Adisa
Los gritos de los otros me sacan
del sueño para devolverme a la pesadilla. No hay remedio. Me levanto de esta
cama caliente compartida con traficantes nigerianos y lloro. Después me seco
las lágrimas con sus sábanas manchadas. Despacio busco las prendas que definen
lo que soy: unos pantalones cortos y ajustados, sin bragas debajo, un top que
no tapa nada y unos tacones imposibles que desequilibran mi cuerpo y mi
destino. En mi bolso una navaja, un lápiz de labios y un paquete de clinex. Me
espera la calle.
Las miradas de los otros me
marcan la piel como si fuera ganado y me
pregunto si no soy otra cosa. Cansada de vivir me siento sola en el último
vagón del tren y los susurros de los otros
se confunden con el traqueteo. Aún me sigue importando.
Encuentro mi lugar junto a las de
mi raza. Negras, rumanas y travestis nos repartimos el polígono y la miseria y
junto a una hoguera espero a los otros.
Desde una furgoneta un hombre
gordo me llama. 20 euros. El placer es barato en este sector.

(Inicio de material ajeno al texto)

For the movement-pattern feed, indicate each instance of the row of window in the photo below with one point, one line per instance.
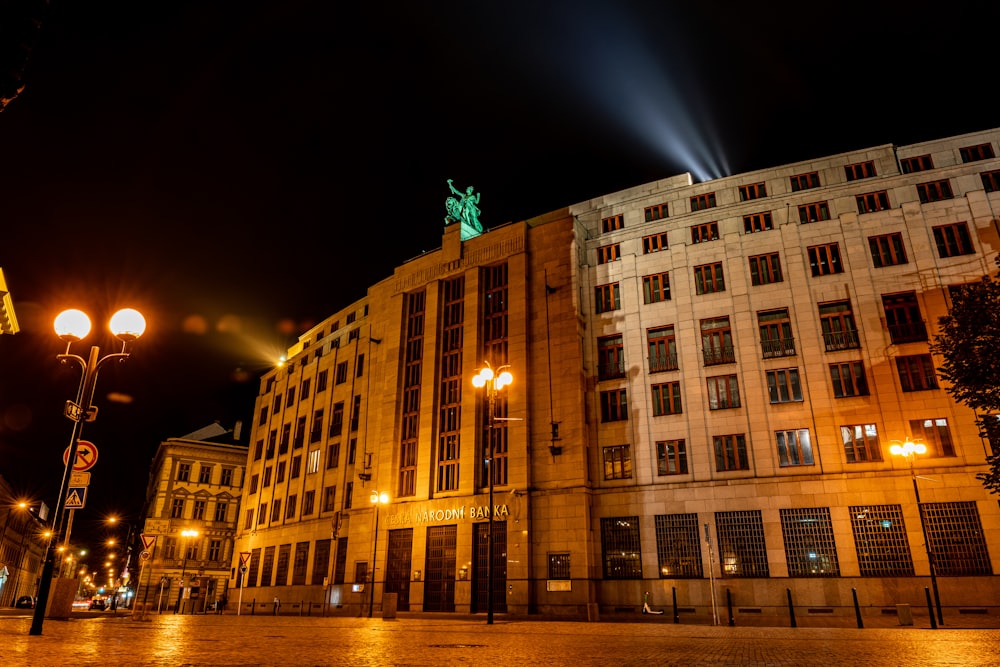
(927, 192)
(954, 538)
(824, 259)
(794, 447)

Acabo la noche y con las manos
manchadas de líquido viscoso me entrego a la policía.
Las preguntas de los otros son palabras inconexas
que rebotan en mi mente como en un frontón. Creen que no entiendo.
-¿por qué lo hiciste?
Les explico a qué sabe el semen, qué tipo de
dolor se siente cuando te desgarran el ano, a qué huele la saliva sobre los
pezones. Creo que no entienden.
No hay remedio. Me levanto de esta silla caliente
compartida con traficantes nigerianos y lloro. Después me seco las lágrimas con
los clínex manchados. Despacio busco la frase que esperan oir: no quiso pagarme.
En mi futuro puertas con rejas y pasillos de azulejos verdes. Ya no me espera
la calle.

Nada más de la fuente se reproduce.